There is a list of top performers from a detection perspective, and it almost always includes kaspersky, eset NOD and bitdefender. Then there are another ten or so tools which are all pretty good but not quite as systematically tops, have better/worse years etc.

They all are in slightly different places on the combination of price / speed / helpful interface / detection rates (that usually depends on type too, virus / spyware / trojan malware / browser protection etc.)

You can't go wrong, but the best thing is to buy one where you feel you understand the configuration options and messages.

CWuestefeld · « **Reply #93 on:** September 12, 2007, 09:28 AM »

Ooo...Kaspersky mini-review! I'll be looking forward to that!
-superboyac (September 10, 2007, 01:20 PM)
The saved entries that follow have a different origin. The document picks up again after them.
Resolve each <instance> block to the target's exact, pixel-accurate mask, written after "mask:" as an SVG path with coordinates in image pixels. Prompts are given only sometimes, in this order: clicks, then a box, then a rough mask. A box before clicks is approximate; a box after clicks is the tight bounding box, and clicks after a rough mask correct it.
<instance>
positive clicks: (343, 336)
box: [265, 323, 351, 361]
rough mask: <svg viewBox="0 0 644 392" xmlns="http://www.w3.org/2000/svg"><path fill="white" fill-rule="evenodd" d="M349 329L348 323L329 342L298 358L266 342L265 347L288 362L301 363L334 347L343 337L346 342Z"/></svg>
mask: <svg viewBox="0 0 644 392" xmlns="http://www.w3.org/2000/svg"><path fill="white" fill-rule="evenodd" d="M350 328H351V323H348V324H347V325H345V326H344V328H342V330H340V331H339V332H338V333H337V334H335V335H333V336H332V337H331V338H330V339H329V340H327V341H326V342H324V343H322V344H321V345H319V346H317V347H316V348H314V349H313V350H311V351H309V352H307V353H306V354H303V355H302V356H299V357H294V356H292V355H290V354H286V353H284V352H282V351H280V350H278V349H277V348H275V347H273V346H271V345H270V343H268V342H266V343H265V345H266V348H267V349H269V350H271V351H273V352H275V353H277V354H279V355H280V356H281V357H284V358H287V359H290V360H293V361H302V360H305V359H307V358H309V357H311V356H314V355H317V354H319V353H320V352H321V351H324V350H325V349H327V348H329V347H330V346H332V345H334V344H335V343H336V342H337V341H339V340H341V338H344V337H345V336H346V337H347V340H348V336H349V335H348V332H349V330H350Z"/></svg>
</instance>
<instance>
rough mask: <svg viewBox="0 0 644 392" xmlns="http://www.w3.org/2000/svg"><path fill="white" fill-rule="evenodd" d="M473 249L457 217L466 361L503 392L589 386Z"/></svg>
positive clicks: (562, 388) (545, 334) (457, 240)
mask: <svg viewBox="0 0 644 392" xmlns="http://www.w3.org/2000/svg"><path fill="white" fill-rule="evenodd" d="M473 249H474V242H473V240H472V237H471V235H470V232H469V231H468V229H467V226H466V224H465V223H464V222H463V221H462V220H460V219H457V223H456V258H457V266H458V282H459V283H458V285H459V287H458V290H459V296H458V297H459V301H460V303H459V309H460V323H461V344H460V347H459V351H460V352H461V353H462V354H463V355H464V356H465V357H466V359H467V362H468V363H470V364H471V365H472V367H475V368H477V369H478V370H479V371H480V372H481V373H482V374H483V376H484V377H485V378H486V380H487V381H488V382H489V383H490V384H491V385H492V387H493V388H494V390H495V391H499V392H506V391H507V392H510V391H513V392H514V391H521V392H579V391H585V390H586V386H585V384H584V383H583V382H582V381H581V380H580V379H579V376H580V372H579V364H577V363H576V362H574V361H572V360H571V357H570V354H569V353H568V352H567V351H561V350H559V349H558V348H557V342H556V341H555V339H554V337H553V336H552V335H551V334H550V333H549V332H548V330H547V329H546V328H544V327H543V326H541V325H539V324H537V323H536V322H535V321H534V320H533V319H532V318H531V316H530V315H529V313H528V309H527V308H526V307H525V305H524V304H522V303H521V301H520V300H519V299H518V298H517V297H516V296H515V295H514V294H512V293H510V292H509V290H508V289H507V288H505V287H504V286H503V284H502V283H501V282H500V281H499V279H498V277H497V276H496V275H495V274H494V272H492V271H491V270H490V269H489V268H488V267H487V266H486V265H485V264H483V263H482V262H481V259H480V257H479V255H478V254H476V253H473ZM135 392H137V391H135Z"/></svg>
And, as promised, here it is: https://www.donation...dex.php?topic=9965.0

iphigenie · « **Reply #94 on:** September 12, 2007, 10:09 AM »

wow, nicely done! I was wondering how a minireview of a virusscanner would work, since we're not really equipped to test the virus side of things. This is a very nice explanation of the software and how you use it and all

f0dder · « **Reply #95 on:** September 13, 2007, 04:55 AM »

I bought kaspersky a few years back and it polluted my NTFS drives forever. I know this was a temporary thing which is nowadays optional, but it kind of annoyed me! Especially as at no point did it ask whether i wanted to use this feature or what the consequences would be on utilities like defrag / disk checking tools...
-iphigenie

It asks at install time whether you want "use the iStreams^TM technology", and it also explains what it is. And at uninstall time it asks whether to remove that data... at least for 5.0.712 anyway.

I'll have to say that using streams wasn't the best way of doing things, and Kaspersky appearantly realized this as well, at least they moved to centralized databases in more recent versions.

boxstar · « **Reply #96 on:** September 14, 2007, 10:16 AM »

For me AVIRA is by far the best anti-virus tool!

Lusher · « **Reply #97 on:** October 16, 2007, 11:25 PM »

In my view Panda is *greatly* underestimated.
-Lusher (September 09, 2007, 02:27 AM)
I'm working on a mini-review on Kaspersky, since I just switched to it after an infection bad enough that I had to pave over my whole system. I had been using Panda, but the virus managed to deactivate it. So I no longer have any confidence in that package.
-CWuestefeld (September 10, 2007, 12:31 PM)

Well it's even easier to deactivitate Kaspersky by simply changing the system time as done by many malware...

The vendors are aware of the problem, but refuse to fix it, if you think hard enough, you will realise why.

The point here is, every antivirus can be beaten... I know of people who keep switching antivirus brands because no matter what they use, they are still infected. lol.

Lusher · « **Reply #98 on:** October 16, 2007, 11:31 PM »

Kasparsky used to be very good, it still is, but it's become too high profile for my taste. Too many people gunning for it.

I wouldn't use it.

superboyac · « **Reply #99 on:** October 17, 2007, 05:09 PM »

Kasparsky used to be very good, it still is, but it's become too high profile for my taste. Too many people gunning for it.
I wouldn't use it.
-Lusher (October 16, 2007, 11:31 PM)

I didn't understand the last couple of posts. Why wouldn't Kaspersky fix a flaw if it posed a security risk?